With a traditional IRA, contributions are made pre-tax (typically with an up-front tax deduction). This means that you won’t have to pay income taxes on your earnings and contributions until you begin taking distributions, usually after you retire. You are required to begin taking distributions from a traditional IRA by April 1 following the year in which you turn 70½.
In contrast, a Roth IRA is funded with money for which you have already paid taxes, thus withdrawals of earnings are tax-free for qualified distributions. This type of account allows more access as you are able to withdraw contributions at any time without a penalty. Roth IRAs do have income-eligibility limits *, but unlike a traditional IRA there is no requirement to start taking distributions at a certain age. So not only can you let it continue to grow after age 70½, you can also continue to contribute with earned compensation.

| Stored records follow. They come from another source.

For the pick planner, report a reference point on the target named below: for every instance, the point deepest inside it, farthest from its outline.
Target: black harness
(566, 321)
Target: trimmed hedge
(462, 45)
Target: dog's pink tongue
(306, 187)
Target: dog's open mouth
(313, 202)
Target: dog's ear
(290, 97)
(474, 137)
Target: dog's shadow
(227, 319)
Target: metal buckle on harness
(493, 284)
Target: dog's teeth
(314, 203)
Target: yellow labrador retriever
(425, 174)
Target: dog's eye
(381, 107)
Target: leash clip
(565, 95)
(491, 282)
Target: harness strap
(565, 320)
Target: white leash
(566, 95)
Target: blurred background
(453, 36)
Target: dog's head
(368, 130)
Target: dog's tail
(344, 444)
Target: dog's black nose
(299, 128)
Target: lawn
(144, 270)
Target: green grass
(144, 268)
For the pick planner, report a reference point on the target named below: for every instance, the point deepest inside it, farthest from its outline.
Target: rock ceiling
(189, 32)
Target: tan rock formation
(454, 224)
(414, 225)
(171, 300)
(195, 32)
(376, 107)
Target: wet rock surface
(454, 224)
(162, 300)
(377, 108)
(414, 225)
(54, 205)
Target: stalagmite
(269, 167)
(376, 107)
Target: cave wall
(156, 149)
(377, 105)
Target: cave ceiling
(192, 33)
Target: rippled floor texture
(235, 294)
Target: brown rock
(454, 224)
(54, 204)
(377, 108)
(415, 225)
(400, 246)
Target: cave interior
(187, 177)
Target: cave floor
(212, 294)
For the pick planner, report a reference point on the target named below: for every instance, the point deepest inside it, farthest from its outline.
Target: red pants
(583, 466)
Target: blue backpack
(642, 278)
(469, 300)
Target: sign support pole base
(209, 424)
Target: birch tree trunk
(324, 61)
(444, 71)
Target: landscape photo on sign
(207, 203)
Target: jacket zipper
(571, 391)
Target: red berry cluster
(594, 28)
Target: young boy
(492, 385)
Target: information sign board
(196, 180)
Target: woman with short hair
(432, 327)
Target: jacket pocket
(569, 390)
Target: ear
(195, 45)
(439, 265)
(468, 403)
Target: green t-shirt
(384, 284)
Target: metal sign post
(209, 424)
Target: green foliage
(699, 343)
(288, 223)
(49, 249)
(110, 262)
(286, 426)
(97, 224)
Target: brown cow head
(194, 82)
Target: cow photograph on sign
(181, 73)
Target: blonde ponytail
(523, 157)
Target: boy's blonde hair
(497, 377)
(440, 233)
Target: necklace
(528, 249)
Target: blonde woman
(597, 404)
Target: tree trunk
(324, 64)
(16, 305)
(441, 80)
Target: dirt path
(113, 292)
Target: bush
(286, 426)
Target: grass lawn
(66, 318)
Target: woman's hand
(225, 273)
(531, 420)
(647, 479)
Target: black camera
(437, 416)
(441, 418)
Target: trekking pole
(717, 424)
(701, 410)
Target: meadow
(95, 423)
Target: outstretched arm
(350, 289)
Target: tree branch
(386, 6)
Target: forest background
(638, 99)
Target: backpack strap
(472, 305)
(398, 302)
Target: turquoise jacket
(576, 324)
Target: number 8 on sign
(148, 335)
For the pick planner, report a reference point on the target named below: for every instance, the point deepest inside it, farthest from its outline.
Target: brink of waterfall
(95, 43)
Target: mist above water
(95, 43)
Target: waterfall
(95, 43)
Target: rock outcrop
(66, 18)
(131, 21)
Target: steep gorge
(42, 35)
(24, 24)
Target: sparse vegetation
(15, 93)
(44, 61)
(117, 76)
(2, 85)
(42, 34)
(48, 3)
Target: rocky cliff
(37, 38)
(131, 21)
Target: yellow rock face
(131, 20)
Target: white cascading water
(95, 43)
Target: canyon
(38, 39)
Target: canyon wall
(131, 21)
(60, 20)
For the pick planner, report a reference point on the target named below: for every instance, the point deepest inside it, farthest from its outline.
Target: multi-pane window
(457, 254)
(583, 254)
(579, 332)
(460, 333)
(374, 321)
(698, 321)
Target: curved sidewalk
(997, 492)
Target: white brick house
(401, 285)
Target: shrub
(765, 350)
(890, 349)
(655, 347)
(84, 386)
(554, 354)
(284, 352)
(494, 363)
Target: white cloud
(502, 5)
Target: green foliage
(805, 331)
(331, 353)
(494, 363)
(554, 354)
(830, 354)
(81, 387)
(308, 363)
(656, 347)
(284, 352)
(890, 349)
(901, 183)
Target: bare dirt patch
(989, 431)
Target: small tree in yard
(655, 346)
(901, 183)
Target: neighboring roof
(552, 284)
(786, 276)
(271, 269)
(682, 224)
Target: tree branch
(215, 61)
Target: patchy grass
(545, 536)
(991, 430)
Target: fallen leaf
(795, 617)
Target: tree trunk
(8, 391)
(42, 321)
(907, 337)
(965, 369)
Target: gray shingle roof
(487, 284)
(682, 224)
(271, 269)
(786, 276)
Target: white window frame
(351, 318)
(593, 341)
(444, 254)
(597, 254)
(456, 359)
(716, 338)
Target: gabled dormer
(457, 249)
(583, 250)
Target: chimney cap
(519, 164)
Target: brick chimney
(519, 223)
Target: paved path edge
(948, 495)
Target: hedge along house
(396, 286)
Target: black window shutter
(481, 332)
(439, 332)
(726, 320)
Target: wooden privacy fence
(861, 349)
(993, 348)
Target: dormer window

A Roth can be a plus for those over age 70 who plan to continue working.
Additional withdrawal rules
You may withdraw money from a traditional IRA at any time, but in most cases there will be a 10 percent early withdrawal penalty if you take money out before age 59½.
If you withdraw earnings from a Roth IRA before age 59½, and before you’ve reached the five year holding period, that money will be subject both to income taxes and a 10 percent early withdrawal penalty.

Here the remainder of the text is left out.